Examples of the cationically polymerizable functional group include an epoxy group, an oxetane group, and a vinyl ether group. Examples of the compound having an epoxy group include an aliphatic epoxy compound, an alicyclic epoxy compound, and an aromatic epoxy compound. The alicyclic epoxy compound is preferably contained because of excellent curability and adhesiveness. Examples of the alicyclic epoxy compound include 3,4-epoxycyclohexanecarboxylic acid 3,4-epoxycyclohexylmethyl ester, 3,4-epoxycyclohexanecarboxylic acid 3,4-caprolactone, trimethylcaprolactone, valerolactone and the like, and specifically include Celloxide 2021, celloxide 2021A, celloxide 2021P, celloxide 2081, celloxide 2083, celloxide2085 (manufactured by Daicel chemical industries, ltd.), cyracure UVR-6105, cyracure UVR-6107, cyracure 30, R-6110 (manufactured by Nippon Dow chemical Co., ltd.), and the like.
By further containing a compound having an oxetanyl group, effects of improving curability and reducing liquid viscosity of the composition can be obtained.

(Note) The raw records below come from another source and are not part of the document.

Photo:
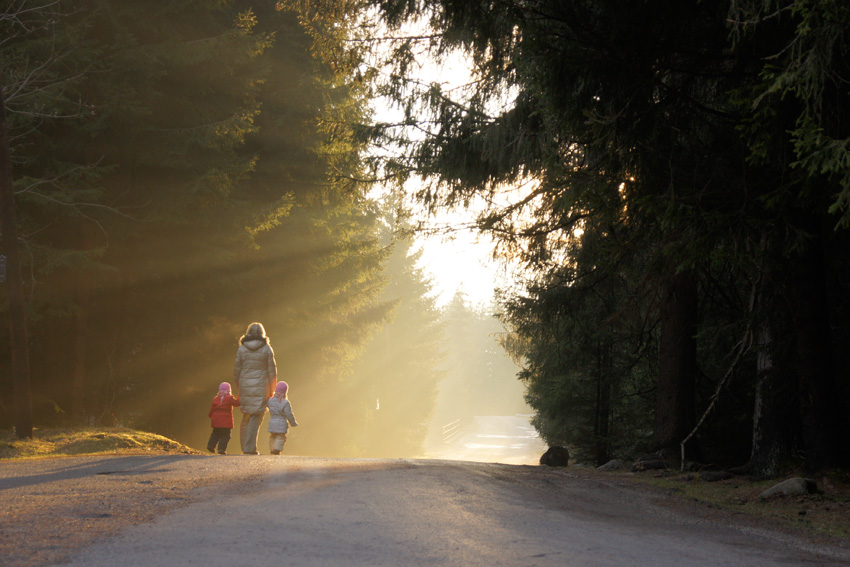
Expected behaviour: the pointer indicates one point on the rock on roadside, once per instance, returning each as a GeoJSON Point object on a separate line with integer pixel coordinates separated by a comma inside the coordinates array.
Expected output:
{"type": "Point", "coordinates": [791, 487]}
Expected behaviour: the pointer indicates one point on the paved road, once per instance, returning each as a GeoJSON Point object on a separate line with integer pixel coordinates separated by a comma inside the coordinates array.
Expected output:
{"type": "Point", "coordinates": [321, 512]}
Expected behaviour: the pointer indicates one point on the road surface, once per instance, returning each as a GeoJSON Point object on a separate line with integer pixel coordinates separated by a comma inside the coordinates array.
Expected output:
{"type": "Point", "coordinates": [323, 512]}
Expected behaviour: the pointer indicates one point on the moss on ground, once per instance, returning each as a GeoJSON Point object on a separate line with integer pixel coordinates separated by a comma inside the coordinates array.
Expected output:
{"type": "Point", "coordinates": [57, 442]}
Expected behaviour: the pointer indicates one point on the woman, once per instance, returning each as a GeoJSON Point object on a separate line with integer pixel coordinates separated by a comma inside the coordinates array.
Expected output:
{"type": "Point", "coordinates": [255, 373]}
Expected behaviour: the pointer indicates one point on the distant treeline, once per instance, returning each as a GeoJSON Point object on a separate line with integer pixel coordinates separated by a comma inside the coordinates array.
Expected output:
{"type": "Point", "coordinates": [182, 169]}
{"type": "Point", "coordinates": [682, 223]}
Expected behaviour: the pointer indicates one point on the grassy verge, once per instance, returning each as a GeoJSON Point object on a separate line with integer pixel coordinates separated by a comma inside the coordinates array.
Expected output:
{"type": "Point", "coordinates": [85, 441]}
{"type": "Point", "coordinates": [826, 512]}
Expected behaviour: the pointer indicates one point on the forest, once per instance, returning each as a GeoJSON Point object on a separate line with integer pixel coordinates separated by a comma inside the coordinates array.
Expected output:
{"type": "Point", "coordinates": [668, 182]}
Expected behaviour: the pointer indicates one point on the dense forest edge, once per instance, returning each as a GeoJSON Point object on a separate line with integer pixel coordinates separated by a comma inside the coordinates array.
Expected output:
{"type": "Point", "coordinates": [669, 184]}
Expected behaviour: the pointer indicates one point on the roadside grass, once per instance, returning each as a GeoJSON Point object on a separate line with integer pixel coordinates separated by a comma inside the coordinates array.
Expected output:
{"type": "Point", "coordinates": [826, 512]}
{"type": "Point", "coordinates": [62, 442]}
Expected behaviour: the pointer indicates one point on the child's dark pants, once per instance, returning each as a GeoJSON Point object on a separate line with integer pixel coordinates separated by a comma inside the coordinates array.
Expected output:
{"type": "Point", "coordinates": [220, 436]}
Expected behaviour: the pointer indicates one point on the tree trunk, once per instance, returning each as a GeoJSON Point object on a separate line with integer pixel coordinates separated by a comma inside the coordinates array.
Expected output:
{"type": "Point", "coordinates": [601, 429]}
{"type": "Point", "coordinates": [81, 335]}
{"type": "Point", "coordinates": [675, 405]}
{"type": "Point", "coordinates": [818, 407]}
{"type": "Point", "coordinates": [15, 288]}
{"type": "Point", "coordinates": [774, 410]}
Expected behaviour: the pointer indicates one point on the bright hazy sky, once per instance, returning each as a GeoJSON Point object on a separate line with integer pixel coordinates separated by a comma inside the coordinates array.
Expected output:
{"type": "Point", "coordinates": [460, 261]}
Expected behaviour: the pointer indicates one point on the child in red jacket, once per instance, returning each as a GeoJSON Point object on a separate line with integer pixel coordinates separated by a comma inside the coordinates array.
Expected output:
{"type": "Point", "coordinates": [221, 416]}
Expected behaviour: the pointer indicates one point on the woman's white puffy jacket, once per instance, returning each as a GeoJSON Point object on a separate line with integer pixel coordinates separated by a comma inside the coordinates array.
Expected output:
{"type": "Point", "coordinates": [280, 415]}
{"type": "Point", "coordinates": [255, 373]}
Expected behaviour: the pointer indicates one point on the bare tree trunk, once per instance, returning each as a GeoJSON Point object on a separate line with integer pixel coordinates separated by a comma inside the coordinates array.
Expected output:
{"type": "Point", "coordinates": [601, 430]}
{"type": "Point", "coordinates": [774, 410]}
{"type": "Point", "coordinates": [818, 406]}
{"type": "Point", "coordinates": [81, 334]}
{"type": "Point", "coordinates": [14, 286]}
{"type": "Point", "coordinates": [675, 405]}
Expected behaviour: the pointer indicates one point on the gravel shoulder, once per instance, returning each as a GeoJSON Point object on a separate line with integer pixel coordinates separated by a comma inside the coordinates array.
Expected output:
{"type": "Point", "coordinates": [54, 506]}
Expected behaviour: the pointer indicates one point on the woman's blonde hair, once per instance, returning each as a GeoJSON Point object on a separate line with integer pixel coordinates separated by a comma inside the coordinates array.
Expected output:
{"type": "Point", "coordinates": [254, 331]}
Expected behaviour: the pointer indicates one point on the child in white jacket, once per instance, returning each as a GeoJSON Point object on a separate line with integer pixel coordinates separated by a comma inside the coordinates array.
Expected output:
{"type": "Point", "coordinates": [280, 418]}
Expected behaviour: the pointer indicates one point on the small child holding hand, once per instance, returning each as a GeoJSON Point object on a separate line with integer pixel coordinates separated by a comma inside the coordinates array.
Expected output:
{"type": "Point", "coordinates": [221, 417]}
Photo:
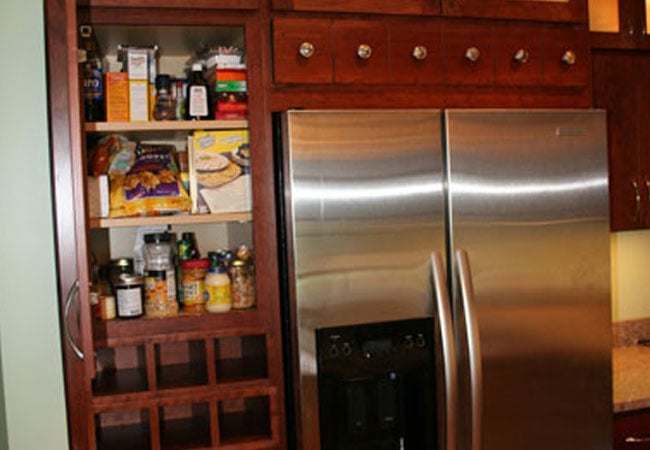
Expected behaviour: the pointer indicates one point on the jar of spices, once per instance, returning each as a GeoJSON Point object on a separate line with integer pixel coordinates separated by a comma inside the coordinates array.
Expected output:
{"type": "Point", "coordinates": [193, 283]}
{"type": "Point", "coordinates": [129, 299]}
{"type": "Point", "coordinates": [160, 276]}
{"type": "Point", "coordinates": [217, 288]}
{"type": "Point", "coordinates": [242, 284]}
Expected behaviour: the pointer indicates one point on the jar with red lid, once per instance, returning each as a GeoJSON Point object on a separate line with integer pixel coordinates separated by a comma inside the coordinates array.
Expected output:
{"type": "Point", "coordinates": [193, 283]}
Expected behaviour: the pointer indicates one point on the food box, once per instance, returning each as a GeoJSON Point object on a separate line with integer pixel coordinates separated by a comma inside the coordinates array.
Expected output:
{"type": "Point", "coordinates": [220, 171]}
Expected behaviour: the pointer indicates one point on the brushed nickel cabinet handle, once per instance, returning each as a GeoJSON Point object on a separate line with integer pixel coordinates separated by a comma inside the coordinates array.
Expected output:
{"type": "Point", "coordinates": [420, 52]}
{"type": "Point", "coordinates": [521, 56]}
{"type": "Point", "coordinates": [569, 58]}
{"type": "Point", "coordinates": [72, 294]}
{"type": "Point", "coordinates": [473, 54]}
{"type": "Point", "coordinates": [307, 49]}
{"type": "Point", "coordinates": [364, 51]}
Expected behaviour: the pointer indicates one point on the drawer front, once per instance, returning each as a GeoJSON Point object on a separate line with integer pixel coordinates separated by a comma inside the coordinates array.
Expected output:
{"type": "Point", "coordinates": [415, 53]}
{"type": "Point", "coordinates": [361, 52]}
{"type": "Point", "coordinates": [302, 51]}
{"type": "Point", "coordinates": [468, 58]}
{"type": "Point", "coordinates": [559, 45]}
{"type": "Point", "coordinates": [518, 55]}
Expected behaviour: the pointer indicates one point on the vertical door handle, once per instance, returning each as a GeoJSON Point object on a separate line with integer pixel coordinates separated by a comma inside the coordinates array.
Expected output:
{"type": "Point", "coordinates": [473, 345]}
{"type": "Point", "coordinates": [448, 349]}
{"type": "Point", "coordinates": [72, 295]}
{"type": "Point", "coordinates": [637, 201]}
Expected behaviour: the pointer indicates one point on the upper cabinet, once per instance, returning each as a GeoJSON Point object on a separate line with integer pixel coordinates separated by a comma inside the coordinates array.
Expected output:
{"type": "Point", "coordinates": [543, 10]}
{"type": "Point", "coordinates": [410, 7]}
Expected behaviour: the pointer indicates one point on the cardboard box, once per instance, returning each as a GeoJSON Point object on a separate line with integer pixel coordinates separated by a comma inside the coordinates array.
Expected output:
{"type": "Point", "coordinates": [117, 97]}
{"type": "Point", "coordinates": [220, 171]}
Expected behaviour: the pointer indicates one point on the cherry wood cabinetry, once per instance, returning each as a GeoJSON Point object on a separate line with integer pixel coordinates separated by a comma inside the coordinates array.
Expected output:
{"type": "Point", "coordinates": [622, 87]}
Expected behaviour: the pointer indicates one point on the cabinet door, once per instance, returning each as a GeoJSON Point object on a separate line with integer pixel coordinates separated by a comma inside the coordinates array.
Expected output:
{"type": "Point", "coordinates": [518, 55]}
{"type": "Point", "coordinates": [360, 52]}
{"type": "Point", "coordinates": [618, 80]}
{"type": "Point", "coordinates": [468, 55]}
{"type": "Point", "coordinates": [412, 7]}
{"type": "Point", "coordinates": [302, 50]}
{"type": "Point", "coordinates": [547, 10]}
{"type": "Point", "coordinates": [415, 53]}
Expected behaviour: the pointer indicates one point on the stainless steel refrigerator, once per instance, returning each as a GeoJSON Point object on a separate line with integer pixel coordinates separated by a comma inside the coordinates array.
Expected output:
{"type": "Point", "coordinates": [446, 279]}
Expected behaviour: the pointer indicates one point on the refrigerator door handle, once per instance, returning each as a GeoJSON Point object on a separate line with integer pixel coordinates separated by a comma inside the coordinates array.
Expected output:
{"type": "Point", "coordinates": [448, 349]}
{"type": "Point", "coordinates": [473, 345]}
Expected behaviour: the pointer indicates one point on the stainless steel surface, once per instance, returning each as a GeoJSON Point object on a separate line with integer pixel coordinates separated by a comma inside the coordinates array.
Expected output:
{"type": "Point", "coordinates": [72, 295]}
{"type": "Point", "coordinates": [443, 312]}
{"type": "Point", "coordinates": [365, 212]}
{"type": "Point", "coordinates": [528, 198]}
{"type": "Point", "coordinates": [473, 347]}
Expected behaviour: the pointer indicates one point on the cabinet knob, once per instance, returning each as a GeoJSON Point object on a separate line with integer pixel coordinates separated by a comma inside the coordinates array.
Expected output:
{"type": "Point", "coordinates": [521, 56]}
{"type": "Point", "coordinates": [307, 49]}
{"type": "Point", "coordinates": [420, 52]}
{"type": "Point", "coordinates": [473, 54]}
{"type": "Point", "coordinates": [364, 51]}
{"type": "Point", "coordinates": [569, 58]}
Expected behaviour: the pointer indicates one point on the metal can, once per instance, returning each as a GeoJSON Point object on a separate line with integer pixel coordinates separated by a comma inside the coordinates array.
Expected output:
{"type": "Point", "coordinates": [128, 290]}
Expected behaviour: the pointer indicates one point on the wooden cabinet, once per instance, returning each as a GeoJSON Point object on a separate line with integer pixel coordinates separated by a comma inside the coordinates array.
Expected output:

Examples of the compound having an oxetanyl group include 3-ethyl-3-hydroxymethyloxetane, 1,4-bis [ (3-ethyl-3-oxetanyl) methoxymethyl ] benzene, 3-ethyl-3- (phenoxymethyl) oxetane, bis [ (3-ethyl-3-oxetanyl) methyl ] ether, 3-ethyl-3- (2-ethylhexyloxymethyl) oxetane, phenol novolak oxetane, and the like, and examples thereof include Aronoxetane OXT-101, aronoxetane OXT-121, aronoxetane OXT-211, aronoxetane OXT-221, and Aronoxetane OXT-212 (manufactured by Toyo Seisaku-Sho Co., ltd.).
By further including a compound having a vinyl ether group, effects of improving curability and reducing the liquid viscosity of the composition can be obtained. Examples of the compound having a vinyl ether group include 2-hydroxyethyl vinyl ether, diethylene glycol monovinyl ether, 4-hydroxybutyl vinyl ether, diethylene glycol monovinyl ether, triethylene glycol divinyl ether, cyclohexanedimethanol monovinyl ether, tricyclodecane vinyl ether, cyclohexyl vinyl ether, methoxyethyl vinyl ether, ethoxyethyl vinyl ether, pentaerythritol-type divinyl ether, and the like.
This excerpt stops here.